官术网_书友最值得收藏!

Components of toolchains

The GNU toolchain is a term used for a collection of programming tools under the GNU Project umbrella. This suite of tools is what is normally called a toolchain, and is used for the development of applications and operating systems. It plays an important role in the development of embedded systems and Linux systems, in particular.
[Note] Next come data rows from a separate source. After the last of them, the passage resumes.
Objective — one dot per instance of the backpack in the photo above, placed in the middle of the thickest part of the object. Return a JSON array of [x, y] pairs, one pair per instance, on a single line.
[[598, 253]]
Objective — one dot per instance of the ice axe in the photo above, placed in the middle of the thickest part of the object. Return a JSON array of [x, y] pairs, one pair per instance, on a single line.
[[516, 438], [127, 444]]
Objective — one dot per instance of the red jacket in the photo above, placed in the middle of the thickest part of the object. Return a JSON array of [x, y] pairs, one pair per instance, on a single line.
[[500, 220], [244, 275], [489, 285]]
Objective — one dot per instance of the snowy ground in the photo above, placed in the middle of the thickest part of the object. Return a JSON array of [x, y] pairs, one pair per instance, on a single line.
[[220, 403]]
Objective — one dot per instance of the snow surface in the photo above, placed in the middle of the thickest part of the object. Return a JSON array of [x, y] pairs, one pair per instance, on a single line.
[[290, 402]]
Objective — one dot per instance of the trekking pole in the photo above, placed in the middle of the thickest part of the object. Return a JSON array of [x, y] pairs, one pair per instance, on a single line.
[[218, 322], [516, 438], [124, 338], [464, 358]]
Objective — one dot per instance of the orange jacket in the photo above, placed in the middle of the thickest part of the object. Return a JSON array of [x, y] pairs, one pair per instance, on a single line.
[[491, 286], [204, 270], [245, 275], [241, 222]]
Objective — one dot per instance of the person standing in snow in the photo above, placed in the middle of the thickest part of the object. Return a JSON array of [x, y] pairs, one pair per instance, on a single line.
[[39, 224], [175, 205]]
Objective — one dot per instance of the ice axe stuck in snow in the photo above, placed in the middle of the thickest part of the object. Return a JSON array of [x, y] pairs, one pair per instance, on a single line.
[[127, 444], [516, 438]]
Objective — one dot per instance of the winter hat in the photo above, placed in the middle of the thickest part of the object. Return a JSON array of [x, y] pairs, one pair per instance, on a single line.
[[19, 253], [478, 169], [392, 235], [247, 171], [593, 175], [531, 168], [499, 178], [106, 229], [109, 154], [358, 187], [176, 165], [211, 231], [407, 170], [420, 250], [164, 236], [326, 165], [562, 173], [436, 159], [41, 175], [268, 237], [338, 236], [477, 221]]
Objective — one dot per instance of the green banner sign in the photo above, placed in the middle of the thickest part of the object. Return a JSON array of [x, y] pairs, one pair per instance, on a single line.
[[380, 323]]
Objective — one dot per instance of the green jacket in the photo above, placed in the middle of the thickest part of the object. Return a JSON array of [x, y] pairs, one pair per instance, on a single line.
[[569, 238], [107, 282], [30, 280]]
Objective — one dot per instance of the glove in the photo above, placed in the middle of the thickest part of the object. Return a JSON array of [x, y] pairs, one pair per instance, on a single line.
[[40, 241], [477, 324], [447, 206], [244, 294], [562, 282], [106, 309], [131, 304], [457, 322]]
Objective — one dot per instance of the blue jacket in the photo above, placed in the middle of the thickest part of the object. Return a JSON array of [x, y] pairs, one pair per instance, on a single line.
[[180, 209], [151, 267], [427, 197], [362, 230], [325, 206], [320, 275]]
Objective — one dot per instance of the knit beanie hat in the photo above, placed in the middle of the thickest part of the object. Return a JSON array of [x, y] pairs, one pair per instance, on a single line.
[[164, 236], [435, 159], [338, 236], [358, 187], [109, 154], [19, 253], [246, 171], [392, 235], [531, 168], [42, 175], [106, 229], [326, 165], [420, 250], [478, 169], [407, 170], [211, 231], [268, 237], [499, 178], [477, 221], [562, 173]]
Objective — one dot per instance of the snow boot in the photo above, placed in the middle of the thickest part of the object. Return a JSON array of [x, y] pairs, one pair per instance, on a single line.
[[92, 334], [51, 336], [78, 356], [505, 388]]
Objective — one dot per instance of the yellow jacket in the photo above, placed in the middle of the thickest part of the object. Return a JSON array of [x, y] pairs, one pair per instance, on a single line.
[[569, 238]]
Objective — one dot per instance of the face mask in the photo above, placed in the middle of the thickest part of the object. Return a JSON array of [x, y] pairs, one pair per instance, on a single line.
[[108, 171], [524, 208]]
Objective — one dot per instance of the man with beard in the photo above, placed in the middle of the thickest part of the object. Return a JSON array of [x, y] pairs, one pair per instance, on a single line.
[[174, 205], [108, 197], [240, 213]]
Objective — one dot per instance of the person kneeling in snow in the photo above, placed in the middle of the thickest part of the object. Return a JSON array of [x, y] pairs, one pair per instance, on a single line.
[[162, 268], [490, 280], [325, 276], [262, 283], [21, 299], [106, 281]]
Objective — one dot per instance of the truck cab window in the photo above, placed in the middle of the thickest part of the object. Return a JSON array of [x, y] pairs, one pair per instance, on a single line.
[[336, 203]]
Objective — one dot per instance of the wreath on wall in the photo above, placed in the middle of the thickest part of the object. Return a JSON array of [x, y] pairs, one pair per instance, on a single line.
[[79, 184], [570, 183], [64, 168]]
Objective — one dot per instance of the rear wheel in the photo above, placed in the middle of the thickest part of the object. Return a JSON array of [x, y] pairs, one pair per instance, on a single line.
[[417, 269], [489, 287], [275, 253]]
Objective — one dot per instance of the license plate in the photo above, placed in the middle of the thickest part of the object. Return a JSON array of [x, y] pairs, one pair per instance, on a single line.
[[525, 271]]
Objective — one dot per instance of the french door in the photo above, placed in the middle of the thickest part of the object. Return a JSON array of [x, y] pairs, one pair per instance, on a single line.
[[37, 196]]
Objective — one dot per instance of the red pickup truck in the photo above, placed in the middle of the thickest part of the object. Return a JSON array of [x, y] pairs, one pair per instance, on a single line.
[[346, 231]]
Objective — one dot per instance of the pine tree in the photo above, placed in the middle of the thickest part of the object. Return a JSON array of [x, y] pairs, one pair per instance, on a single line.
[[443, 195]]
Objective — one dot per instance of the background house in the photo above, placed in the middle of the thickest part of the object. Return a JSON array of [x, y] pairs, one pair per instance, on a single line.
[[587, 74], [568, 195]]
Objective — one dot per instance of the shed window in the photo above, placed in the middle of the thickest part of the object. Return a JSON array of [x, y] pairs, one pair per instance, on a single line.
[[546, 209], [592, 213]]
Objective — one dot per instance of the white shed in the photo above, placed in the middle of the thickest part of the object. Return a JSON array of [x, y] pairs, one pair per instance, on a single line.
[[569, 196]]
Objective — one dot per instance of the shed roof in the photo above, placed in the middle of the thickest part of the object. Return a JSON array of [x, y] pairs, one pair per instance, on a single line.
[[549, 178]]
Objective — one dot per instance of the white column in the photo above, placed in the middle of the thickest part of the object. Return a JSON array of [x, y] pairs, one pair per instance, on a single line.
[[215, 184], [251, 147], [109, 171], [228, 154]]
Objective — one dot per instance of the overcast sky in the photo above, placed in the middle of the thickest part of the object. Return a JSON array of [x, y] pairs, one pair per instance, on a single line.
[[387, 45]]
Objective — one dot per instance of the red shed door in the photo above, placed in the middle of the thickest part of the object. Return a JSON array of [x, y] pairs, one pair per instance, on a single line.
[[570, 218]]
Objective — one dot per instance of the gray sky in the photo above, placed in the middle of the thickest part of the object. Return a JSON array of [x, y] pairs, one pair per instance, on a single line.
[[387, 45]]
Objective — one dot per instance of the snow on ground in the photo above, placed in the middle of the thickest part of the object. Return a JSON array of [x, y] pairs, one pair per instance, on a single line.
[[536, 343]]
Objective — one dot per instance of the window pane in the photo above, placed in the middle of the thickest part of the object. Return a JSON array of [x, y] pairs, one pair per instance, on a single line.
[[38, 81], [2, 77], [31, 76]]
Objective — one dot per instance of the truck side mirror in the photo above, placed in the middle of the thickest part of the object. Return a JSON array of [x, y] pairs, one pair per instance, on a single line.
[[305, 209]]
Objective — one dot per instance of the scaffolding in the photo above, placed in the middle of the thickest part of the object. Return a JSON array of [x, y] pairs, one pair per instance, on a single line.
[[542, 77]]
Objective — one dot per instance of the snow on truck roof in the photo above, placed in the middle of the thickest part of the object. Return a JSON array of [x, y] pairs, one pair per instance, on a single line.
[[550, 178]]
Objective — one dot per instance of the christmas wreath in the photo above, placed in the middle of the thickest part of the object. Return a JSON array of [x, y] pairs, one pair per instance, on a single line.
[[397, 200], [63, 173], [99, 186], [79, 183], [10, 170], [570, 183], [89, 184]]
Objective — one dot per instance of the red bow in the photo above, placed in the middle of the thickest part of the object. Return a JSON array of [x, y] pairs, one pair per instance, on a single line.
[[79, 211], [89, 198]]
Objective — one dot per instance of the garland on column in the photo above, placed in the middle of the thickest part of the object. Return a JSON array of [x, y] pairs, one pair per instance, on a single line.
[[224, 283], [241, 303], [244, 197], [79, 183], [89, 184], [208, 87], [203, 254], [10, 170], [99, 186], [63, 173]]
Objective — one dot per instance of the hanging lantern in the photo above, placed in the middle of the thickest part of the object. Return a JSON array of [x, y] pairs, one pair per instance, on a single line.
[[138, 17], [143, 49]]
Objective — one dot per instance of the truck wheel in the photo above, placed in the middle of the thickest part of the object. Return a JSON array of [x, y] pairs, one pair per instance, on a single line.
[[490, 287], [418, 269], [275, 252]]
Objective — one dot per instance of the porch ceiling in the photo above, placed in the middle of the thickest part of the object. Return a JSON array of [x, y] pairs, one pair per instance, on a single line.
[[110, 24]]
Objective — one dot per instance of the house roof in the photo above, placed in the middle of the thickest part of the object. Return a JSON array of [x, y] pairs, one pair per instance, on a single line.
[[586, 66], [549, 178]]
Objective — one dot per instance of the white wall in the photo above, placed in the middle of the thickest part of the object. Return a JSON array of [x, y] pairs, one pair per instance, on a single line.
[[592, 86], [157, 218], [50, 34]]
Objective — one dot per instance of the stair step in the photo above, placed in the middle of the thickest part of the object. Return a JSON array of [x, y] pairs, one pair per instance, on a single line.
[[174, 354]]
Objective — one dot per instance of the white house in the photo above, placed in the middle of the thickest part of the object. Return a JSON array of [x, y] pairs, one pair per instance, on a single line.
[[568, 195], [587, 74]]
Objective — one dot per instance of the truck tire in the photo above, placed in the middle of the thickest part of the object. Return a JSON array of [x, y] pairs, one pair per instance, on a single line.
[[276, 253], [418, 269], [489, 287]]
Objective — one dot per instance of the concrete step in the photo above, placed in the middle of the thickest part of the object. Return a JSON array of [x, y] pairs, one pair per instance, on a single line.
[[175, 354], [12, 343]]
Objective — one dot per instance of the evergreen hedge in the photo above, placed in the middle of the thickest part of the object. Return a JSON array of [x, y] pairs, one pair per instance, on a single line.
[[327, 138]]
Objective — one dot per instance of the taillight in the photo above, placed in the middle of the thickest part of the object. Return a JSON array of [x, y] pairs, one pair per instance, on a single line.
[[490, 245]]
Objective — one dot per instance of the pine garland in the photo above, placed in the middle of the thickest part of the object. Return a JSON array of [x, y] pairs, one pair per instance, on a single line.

The following projects are included in the GNU toolchain:

  • GNU make: This represents an automation tool used for compilation and build
  • GNU Compiler Collection (GCC): This represents a compiler's suite that is used for a number of available programming languages
  • GNU Binutils: This contains tools, such as linkers, assemblers, and so on - these tools are able to manipulate binaries
  • GNU Bison: This is a parser generator
  • GNU Debugger (GDB): This is a code debugging tool
  • GNU m4: This is an m4 macro processor
  • GNU build system (autotools): This consists of the following:
    • Autoconf
    • Autoheaders
    • Automake
    • Libtool

The projects included in the toolchain is described in the following diagram:

An embedded development environment needs more than a cross-compilation toolchain. It needs libraries and it should target system-specific packages, such as programs, libraries, and utilities, and host specific debuggers, editors, and utilities. In some cases, usually when talking about a company's environment, a number of servers host target devices, and an certain hardware probes are connected to the host through Ethernet or other methods. This emphasizes the fact that an embedded distribution includes a great number of tools, and, usually, a number of these tools require customization. Presenting each of these will take up more than a chapter in a book.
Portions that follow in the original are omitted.